Then Jesus was led up by the Spirit into the wilderness to be tempted by the devil. He fasted for forty days and forty nights, and afterwards he was famished. The tempter came and said to him, ‘If you are the Son of God, command these stones to become loaves of bread.’ But he answered, ‘It is written, “One does not live by bread alone, but by every word that comes from the mouth of God.” ’ Then the devil took him to the holy city and placed him on the pinnacle of the temple, saying to him, ‘If you are the Son of God, throw yourself down; for it is written, “He will command his angels concerning you”, and “On their hands they will bear you up, so that you will not dash your foot against a stone.” ’ Jesus said to him, ‘Again it is written, “Do not put the Lord your God to the test.” ’ Again, the devil took him to a very high mountain and showed him all the kingdoms of the world and their splendour; and he said to him, ‘All these I will give you, if you will fall down and worship me.’ Jesus said to him, ‘Away with you, Satan! for it is written, “Worship the Lord your God, and serve only him.” ’ Then the devil left him, and suddenly angels came and waited on him.
At the very beginning of his ministry, Jesus was led into the wilderness, and the devil offered him all that this world can give.

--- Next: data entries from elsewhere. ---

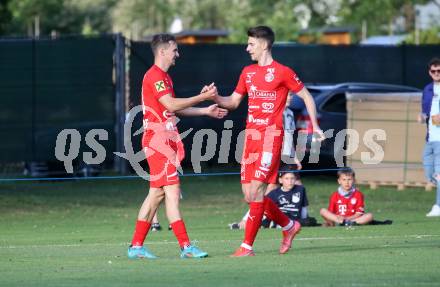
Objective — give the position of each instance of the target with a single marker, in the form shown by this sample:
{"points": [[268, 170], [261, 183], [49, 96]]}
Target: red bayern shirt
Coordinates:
{"points": [[267, 88], [346, 206], [156, 83]]}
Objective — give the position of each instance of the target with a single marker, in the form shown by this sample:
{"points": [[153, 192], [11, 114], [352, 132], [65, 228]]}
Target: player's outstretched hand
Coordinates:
{"points": [[207, 88], [318, 135], [209, 92], [215, 112]]}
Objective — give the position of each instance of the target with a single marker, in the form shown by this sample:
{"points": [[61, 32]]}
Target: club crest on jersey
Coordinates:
{"points": [[249, 77], [160, 86], [295, 197], [270, 75]]}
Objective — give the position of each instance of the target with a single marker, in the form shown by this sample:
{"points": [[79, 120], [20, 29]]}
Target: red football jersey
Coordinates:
{"points": [[156, 83], [341, 205], [267, 88]]}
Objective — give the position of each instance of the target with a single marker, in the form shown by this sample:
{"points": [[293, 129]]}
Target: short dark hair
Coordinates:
{"points": [[159, 40], [434, 62], [346, 171], [289, 169], [263, 32]]}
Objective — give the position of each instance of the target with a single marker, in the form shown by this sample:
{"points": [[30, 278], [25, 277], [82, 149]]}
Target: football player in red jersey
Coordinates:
{"points": [[346, 206], [163, 146], [267, 84]]}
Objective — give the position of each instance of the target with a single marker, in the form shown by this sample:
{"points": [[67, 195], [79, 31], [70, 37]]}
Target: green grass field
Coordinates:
{"points": [[76, 233]]}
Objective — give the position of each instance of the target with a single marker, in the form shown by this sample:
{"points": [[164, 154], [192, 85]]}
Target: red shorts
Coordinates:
{"points": [[162, 171], [163, 165], [261, 160]]}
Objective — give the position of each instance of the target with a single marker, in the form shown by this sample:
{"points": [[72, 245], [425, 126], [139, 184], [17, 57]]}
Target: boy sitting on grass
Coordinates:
{"points": [[291, 198], [346, 206]]}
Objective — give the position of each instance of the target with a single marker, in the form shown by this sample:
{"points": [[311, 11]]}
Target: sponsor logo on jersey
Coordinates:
{"points": [[257, 121], [342, 209], [160, 86], [268, 107], [298, 81], [249, 77], [295, 197], [282, 200], [264, 95], [270, 75]]}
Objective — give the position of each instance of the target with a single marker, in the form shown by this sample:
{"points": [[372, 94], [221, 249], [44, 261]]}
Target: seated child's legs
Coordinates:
{"points": [[364, 219]]}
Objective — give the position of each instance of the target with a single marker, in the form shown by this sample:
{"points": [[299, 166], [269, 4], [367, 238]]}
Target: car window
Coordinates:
{"points": [[314, 92], [336, 103]]}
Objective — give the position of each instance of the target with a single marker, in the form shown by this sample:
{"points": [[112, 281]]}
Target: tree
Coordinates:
{"points": [[379, 15]]}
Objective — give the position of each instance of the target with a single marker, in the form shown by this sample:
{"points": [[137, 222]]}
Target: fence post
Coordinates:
{"points": [[120, 163]]}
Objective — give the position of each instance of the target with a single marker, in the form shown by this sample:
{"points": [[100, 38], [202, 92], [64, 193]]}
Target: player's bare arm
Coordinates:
{"points": [[213, 111], [311, 109], [231, 102], [177, 104]]}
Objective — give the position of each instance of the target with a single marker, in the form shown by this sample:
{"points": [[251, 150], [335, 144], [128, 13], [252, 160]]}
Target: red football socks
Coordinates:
{"points": [[179, 230], [253, 223], [140, 232], [274, 213]]}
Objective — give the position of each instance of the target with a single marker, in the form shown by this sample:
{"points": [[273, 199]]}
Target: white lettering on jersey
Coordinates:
{"points": [[268, 107], [342, 209], [270, 75], [264, 95], [258, 122]]}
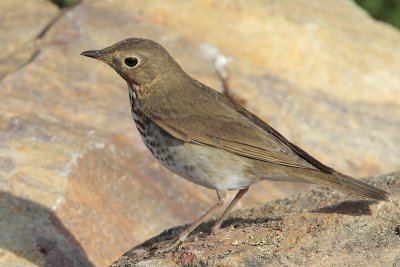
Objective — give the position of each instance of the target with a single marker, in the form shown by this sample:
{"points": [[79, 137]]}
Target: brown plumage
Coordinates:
{"points": [[202, 136]]}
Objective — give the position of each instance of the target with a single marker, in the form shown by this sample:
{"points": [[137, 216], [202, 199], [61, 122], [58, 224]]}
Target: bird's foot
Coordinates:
{"points": [[215, 228], [172, 245]]}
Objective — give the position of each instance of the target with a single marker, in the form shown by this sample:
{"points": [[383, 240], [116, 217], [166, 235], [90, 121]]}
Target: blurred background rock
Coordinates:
{"points": [[75, 178]]}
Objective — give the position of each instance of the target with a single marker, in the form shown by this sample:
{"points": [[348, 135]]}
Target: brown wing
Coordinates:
{"points": [[208, 118]]}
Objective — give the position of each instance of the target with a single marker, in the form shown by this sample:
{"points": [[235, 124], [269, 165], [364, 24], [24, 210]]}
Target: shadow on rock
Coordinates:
{"points": [[33, 232], [355, 208]]}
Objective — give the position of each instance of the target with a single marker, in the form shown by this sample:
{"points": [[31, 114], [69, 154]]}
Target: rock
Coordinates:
{"points": [[69, 147], [21, 24], [313, 228]]}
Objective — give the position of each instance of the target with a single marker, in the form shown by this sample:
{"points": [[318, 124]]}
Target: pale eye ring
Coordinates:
{"points": [[131, 62]]}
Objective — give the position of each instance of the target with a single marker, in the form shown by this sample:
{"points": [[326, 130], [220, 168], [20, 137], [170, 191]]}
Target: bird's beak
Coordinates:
{"points": [[96, 54]]}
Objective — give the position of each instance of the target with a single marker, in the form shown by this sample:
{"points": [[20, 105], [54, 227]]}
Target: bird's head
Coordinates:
{"points": [[138, 61]]}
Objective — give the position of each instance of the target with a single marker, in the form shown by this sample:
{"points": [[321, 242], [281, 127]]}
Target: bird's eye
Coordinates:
{"points": [[131, 61]]}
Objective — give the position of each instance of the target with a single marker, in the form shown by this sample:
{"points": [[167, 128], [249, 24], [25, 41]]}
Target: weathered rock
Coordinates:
{"points": [[68, 143], [315, 228], [21, 25]]}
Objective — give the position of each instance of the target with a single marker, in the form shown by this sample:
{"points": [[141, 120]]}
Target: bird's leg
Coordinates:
{"points": [[238, 196], [222, 197]]}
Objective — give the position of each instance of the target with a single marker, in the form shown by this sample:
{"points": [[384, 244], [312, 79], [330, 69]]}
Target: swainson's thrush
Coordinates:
{"points": [[202, 136]]}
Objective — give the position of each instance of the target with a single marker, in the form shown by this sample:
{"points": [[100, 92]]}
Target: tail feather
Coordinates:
{"points": [[345, 183]]}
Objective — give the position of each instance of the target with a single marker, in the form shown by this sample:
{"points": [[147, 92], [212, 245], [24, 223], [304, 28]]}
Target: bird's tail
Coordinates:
{"points": [[342, 182]]}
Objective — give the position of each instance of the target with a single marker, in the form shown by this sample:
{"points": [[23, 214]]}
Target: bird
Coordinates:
{"points": [[204, 137]]}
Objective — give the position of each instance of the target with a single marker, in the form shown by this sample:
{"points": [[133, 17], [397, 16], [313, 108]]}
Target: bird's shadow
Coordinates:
{"points": [[348, 207], [354, 208], [33, 232]]}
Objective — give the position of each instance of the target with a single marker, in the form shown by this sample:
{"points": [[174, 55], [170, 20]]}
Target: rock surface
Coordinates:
{"points": [[70, 152], [315, 228]]}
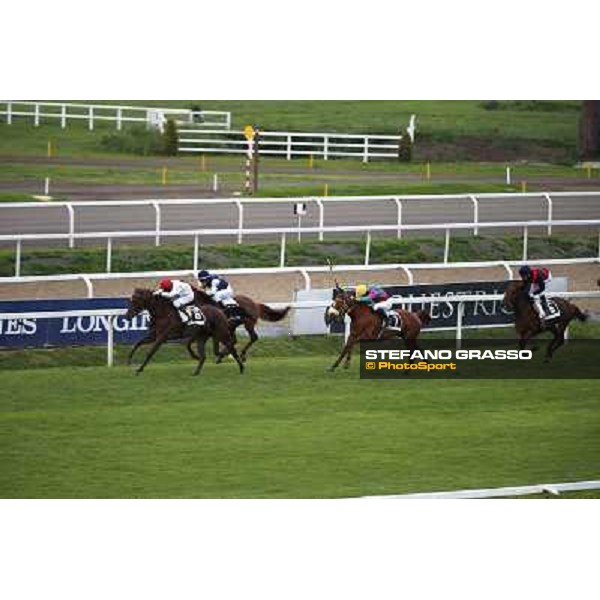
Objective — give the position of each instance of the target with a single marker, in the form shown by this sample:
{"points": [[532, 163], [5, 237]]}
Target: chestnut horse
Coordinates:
{"points": [[251, 312], [367, 325], [166, 324], [527, 321]]}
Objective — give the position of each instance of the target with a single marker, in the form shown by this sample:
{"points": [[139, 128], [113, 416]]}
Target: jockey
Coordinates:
{"points": [[221, 292], [535, 280], [180, 293], [379, 299]]}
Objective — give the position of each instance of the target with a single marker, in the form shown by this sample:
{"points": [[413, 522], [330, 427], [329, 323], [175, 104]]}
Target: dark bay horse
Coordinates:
{"points": [[527, 321], [166, 324], [367, 325], [251, 312]]}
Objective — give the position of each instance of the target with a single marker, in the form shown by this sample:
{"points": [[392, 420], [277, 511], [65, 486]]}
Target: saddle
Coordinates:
{"points": [[553, 311]]}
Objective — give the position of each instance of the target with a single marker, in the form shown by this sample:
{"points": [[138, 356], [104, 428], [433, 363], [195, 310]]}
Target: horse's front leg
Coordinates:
{"points": [[201, 347], [347, 348]]}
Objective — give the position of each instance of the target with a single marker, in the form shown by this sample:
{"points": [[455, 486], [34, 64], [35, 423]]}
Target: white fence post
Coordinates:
{"points": [[110, 343], [71, 212], [18, 259], [549, 200], [399, 220], [321, 217], [447, 246], [282, 251], [108, 254], [195, 263], [459, 318], [240, 220], [475, 215], [368, 248]]}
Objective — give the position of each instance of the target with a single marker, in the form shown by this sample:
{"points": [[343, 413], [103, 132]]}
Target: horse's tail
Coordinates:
{"points": [[580, 315], [272, 314], [424, 316]]}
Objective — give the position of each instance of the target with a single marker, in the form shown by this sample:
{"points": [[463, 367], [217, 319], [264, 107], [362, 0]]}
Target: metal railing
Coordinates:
{"points": [[305, 272], [284, 232], [459, 300], [292, 144], [399, 202], [92, 113]]}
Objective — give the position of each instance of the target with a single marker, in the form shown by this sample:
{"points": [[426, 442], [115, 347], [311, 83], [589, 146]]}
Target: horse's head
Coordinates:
{"points": [[512, 293], [140, 300], [342, 302]]}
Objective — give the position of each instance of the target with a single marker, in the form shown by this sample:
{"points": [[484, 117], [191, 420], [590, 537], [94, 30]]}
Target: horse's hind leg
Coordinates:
{"points": [[157, 344], [234, 353], [190, 350], [250, 328], [556, 342], [149, 338], [201, 346]]}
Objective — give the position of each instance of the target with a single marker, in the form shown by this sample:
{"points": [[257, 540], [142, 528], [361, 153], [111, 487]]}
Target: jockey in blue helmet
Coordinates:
{"points": [[535, 280], [221, 292]]}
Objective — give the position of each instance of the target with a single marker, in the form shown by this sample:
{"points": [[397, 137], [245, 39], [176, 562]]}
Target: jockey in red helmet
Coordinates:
{"points": [[180, 293], [535, 279]]}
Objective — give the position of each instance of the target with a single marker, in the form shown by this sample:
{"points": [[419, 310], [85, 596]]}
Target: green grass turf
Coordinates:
{"points": [[284, 429], [137, 258], [552, 124]]}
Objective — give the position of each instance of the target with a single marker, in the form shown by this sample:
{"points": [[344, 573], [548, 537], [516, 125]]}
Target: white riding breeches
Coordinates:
{"points": [[183, 299], [225, 296], [385, 305]]}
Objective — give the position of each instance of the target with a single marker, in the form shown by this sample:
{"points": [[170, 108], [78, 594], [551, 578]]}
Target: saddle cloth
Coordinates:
{"points": [[553, 310], [197, 317], [395, 320]]}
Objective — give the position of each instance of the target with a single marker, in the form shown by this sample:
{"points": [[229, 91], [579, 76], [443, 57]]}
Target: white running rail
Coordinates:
{"points": [[118, 114], [112, 313]]}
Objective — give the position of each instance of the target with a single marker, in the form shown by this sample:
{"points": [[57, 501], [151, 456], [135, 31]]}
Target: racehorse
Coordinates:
{"points": [[251, 312], [367, 325], [166, 324], [528, 323]]}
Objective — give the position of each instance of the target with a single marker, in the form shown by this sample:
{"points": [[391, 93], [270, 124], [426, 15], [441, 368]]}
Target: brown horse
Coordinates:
{"points": [[251, 312], [166, 324], [527, 321], [368, 325]]}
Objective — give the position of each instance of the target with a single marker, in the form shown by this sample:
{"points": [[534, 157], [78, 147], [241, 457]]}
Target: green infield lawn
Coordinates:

It’s worth paying attention to what the devil offered, and what Jesus rejected. Jesus was offered only good things: economic power, spiritual power, and political power. Isn’t feeding the poor a good thing? Don’t we come to church to refresh our spiritual batteries? Don’t we believe that Christians ought responsibly to exercise political action for good in our democracy?
Jesus rejects them all, even though the devil backs up everything he says with quotations from the Bible. These powers, economic, religious, and political, are the devil’s to entrust to others as he pleases, and Jesus clearly rejects this. Accepting any of these powers apart from God is what makes them wrong, because outside God they aren’t being used for good. Just consider how many of us have too much bread, and how religion is a major cause of war.
Jesus fed the hungry crowds because they were hungry, not to enslave them to him. Jesus performed miracles not to harnessing divine powers for himself, but as sign of God’s power breaking into the world. Jesus exercised power for good, but not with the means and methods of the world’s kingdoms. Unlike our politics, Jesus refused to use violence even for certain good ends. How Jesus engaged with power in his life, shows us what God means by power, what power ought to mean for us.
The power is yours, eternal Christ. Power’ is not oppression; with victims meekly bowing, or ﬂeeing for their lives. Power is foot-washing, love enabling love, talents released and new life reaching upwards The power is yours, eternal Christ. Amen.
The Rev’d Michael Hopkins is Minister of the Spire Church, Farnham, Elstead URC, and serves as Clerk of the General Assembly.